On the flip side of the equation, even college degree holders haven’t escaped the upheaval caused by soaring child care costs. The story of Jane Roberts, a teacher who resorted to borrowing against her life insurance to tackle the financial strain, speaks volumes about the issue’s gravity.
The crisis spirals further down for single mothers like Adriane Burnett, who earns roughly $2800 a month but dedicates over a third of her pay for her three-year-old’s care.
Worlds away, a “Baby on Board” sticker adorns the Slemp family’s car parked in front of their home in Auburn, Washington. It’s a silent testament to the price that parents, like Nicole, pay due to the dire state of childcare. Mothers like Slemp and Burnett are far from the affluence-imbued image of a stay-at-home mom; they are the ones pushed out of employment due to childcare costs outweighing their income.
Although they remain individual stories echoing from separate parts of the nation, they form the collective grievances of a demographic riddled with hardships.

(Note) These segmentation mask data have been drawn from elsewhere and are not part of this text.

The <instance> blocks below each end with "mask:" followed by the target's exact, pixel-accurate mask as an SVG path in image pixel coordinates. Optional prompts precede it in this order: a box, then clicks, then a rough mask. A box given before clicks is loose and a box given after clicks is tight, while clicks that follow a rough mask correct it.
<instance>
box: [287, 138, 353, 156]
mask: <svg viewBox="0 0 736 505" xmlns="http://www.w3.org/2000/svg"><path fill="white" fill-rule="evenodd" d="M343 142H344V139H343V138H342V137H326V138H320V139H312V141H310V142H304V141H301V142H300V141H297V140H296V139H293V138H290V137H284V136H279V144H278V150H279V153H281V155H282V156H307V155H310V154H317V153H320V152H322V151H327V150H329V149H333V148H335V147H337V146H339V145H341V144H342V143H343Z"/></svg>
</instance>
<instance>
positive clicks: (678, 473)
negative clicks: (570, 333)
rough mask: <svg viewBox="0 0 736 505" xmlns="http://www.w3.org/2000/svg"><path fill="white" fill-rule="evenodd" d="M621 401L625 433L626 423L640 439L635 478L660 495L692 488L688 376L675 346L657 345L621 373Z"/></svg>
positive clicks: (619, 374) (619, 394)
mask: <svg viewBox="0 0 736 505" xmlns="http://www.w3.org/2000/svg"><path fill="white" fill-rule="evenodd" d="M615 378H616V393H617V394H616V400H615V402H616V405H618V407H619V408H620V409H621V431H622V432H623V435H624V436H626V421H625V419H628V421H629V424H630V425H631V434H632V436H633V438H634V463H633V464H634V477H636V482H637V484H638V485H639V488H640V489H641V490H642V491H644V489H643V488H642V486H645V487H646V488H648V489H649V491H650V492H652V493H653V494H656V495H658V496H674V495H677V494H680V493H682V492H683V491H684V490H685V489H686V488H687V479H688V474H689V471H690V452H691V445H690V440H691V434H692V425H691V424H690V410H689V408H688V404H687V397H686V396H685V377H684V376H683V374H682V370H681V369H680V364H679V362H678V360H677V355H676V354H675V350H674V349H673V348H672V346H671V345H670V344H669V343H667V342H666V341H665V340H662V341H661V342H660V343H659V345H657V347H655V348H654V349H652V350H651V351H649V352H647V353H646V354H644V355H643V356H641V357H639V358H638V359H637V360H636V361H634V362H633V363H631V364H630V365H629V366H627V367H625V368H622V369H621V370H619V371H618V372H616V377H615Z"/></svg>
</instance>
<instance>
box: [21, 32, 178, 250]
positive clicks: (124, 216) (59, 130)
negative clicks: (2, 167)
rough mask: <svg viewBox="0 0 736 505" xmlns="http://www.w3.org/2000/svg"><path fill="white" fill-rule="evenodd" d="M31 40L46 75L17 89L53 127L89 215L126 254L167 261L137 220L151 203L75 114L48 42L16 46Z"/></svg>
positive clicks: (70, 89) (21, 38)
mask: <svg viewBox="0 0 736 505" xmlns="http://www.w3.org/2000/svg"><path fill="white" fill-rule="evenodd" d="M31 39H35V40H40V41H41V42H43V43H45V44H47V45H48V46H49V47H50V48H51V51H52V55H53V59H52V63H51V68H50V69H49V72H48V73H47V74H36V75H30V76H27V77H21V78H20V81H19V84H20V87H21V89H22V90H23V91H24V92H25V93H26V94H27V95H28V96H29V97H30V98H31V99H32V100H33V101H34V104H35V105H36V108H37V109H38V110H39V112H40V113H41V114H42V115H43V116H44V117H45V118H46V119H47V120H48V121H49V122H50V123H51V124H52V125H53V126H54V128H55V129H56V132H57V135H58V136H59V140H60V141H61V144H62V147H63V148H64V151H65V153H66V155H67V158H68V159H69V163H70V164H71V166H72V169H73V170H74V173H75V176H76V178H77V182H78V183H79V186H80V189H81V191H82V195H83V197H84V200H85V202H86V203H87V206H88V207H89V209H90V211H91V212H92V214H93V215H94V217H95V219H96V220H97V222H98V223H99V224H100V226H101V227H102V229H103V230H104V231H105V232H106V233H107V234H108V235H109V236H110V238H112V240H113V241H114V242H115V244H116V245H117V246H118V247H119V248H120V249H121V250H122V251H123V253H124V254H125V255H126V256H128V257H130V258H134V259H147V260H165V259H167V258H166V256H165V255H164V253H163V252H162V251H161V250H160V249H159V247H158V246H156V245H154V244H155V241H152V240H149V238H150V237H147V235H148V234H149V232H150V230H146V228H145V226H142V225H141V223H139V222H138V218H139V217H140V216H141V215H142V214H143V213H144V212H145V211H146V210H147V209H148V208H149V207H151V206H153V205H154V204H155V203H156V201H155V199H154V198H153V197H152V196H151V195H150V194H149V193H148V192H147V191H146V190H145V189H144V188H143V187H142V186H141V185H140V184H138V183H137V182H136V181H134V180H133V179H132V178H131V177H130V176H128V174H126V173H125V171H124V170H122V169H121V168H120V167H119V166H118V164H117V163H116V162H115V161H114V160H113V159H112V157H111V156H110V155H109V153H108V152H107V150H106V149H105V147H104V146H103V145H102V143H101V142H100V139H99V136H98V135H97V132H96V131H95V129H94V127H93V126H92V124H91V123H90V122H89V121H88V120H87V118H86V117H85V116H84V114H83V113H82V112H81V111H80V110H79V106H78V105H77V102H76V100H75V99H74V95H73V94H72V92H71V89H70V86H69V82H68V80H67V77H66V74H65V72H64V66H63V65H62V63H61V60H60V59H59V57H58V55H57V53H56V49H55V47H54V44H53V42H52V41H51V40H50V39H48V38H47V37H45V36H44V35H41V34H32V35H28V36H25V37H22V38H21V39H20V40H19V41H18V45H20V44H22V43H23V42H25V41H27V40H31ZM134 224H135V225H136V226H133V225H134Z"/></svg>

An increasingly expensive and scarce child care landscape has been quietly but irrefutably pushing parents, especially mothers, towards unemployment. It’s made all the more poignant by the realization that the fate of millions of others mirrors Nicole Slemp’s experience. Perhaps Nicole puts it best when she says, “Our country is doing nothing to try to help fill that gap. We’re supposed to keep the population going, and they’re not giving us a chance to provide for our kids to be able to do that.”